Em 1983, a volta dos exilados foi incentivada pelo enfraquecimento do regime. O abrandamento da repressão permitiu que novas manifestações acerca de tudo o que tinha se desenrolado começassem a emergir. Uma delas, composta pelo grupo Twist, Pensé que se trataban de cieguitos, explicita a dinâmica dos desaparecimentos, muitas vezes injustificados. A música narra em primeira pessoa a história de um jovem que, em um sábado à noite de calor, decide ir ao cinema e termina preso. 



Já a banda Fabulosos Cadillacs incorporou no repertório do disco El León, de 1992, a músicaDesapariciones, de 1984, composta pelo panamenho Rubén Blades, ferrenho crítico dos regimes repressores instaurados na América Latina no último século. 



Já em 1998, o grupo de rock Bersuit Vergarabat compôs a música Vuelos (já meus olhos são barro/ na inundação/ que cresce, decresce/ aparece e se vai), em homenagem ao jornalista Horacio Verbistky, autor do livro El Vuelo, uma investigação sobre os chamados “vôos da morte” (em que prisioneiros eram atirados ao mar de um avião) e sobre a cumplicidade da igreja católica com a ditadura. 






O documento publicado pelo Comfer contém quase 200 músicas, listadas em sete páginas.

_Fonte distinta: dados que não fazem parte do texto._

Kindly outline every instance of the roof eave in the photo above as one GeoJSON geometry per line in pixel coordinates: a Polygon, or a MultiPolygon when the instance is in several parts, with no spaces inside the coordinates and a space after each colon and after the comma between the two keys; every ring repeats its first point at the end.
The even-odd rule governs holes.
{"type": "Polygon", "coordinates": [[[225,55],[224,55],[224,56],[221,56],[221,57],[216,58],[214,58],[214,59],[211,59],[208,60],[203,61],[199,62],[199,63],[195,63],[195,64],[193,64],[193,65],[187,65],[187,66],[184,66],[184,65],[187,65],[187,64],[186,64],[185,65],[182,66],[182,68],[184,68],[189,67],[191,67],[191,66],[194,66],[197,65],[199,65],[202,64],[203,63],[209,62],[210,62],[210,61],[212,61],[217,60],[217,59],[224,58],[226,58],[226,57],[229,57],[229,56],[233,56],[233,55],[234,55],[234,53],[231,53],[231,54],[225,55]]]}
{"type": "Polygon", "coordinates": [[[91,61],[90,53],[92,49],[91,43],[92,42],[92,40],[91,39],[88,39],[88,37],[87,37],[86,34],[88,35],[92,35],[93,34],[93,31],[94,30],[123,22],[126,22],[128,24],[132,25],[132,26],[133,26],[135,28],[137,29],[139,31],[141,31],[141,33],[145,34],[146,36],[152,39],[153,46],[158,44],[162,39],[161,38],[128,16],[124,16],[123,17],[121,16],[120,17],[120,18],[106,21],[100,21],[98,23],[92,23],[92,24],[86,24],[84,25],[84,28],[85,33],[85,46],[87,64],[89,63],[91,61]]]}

Muitas delas, hoje são grandes sucessos no país, o que prova a alta capacidade de resistência de sua cultura, inspirada, basicamente, na necessidade de liberdade. 




Nota do Blog

Ouçam também as duas bandas argentinas abaixo, além de politizadas, fazem um ótimo som:

Carajo - El Error



ver-s



Todos Tus Muertos "Mate"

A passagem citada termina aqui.